I will be brief as the Committee has already discussed kinship care and the Minister has knowledge of it through his charitable work. One does not need to believe in an afterlife to know that there is a hell. One need only hear some care-experienced adults speak of their experience. The experience of too many is: to grow up without love; to be betrayed by those they trust; to be left in that position for years before the state intervenes; to experience rootlessness in care often; to look to alcohol or drugs for respite from guilt and the inability to relate to others; and to give birth to child after child only to have each baby removed by the state.

Our amendment increases the chance that these souls will know heaven rather than hell, and increases the chance that they may know love and security and then go on to love and be loved themselves. The best rehabilitation we can offer children taken for their protection from their parents who cannot love them is the chance that these children can find love themselves and go on to be adults who will start healthy families and have children they can love and who love them.

We know that 30% of kinship carers are on housing benefit and 36% of the larger of these families are on HB. There is a concentration of kinship care in London, with 1.7% of children in this city cared for under kinship care arrangements. Brent has 2.8% of its children in kinship care—the highest level in England. Failure to amend this Bill will put more of these families into poverty and, I fear, uproot others.
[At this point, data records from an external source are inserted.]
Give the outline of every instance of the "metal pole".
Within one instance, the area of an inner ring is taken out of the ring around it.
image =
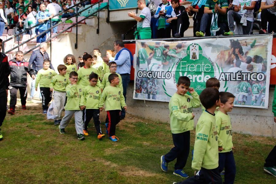
[[[50,61],[52,62],[52,19],[50,19]]]

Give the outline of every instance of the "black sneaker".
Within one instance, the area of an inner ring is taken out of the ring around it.
[[[174,37],[176,38],[180,38],[181,36],[180,36],[180,34],[178,33],[174,34]]]
[[[84,135],[81,133],[79,133],[78,134],[78,139],[79,140],[84,140],[85,139],[84,137]]]
[[[59,125],[59,133],[61,134],[65,134],[65,130],[64,128],[61,128],[60,126],[60,125]]]

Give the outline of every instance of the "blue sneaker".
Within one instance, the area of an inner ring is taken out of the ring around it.
[[[108,134],[108,123],[105,123],[105,132],[106,132],[106,134]]]
[[[174,172],[173,173],[175,175],[180,176],[183,178],[188,178],[189,175],[184,172],[182,169],[177,169],[174,170]]]
[[[165,172],[168,171],[168,163],[165,161],[165,156],[163,155],[161,156],[161,169]]]
[[[109,139],[113,142],[117,142],[119,140],[119,139],[115,136],[109,137]]]

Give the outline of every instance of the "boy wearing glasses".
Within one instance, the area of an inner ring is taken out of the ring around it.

What kind of choice is it that the state is forcing families to make when in order that an aunt or uncle should do right by their niece and/or nephew, they must uproot their own children from their home, friends and school, leaving behind their own support network, to live in poverty somewhere they may not know? A grandmother carer said of the Bill as it stands, “I had a really well-paid job and now I worry constantly about money. I always listen to what the Government are doing as the changes with universal credit will affect me and my little one. I am scared of losing my home and being homeless”. I beg the Minister to accept our amendment and ensure that this Bill makes the welfare of these particular children paramount.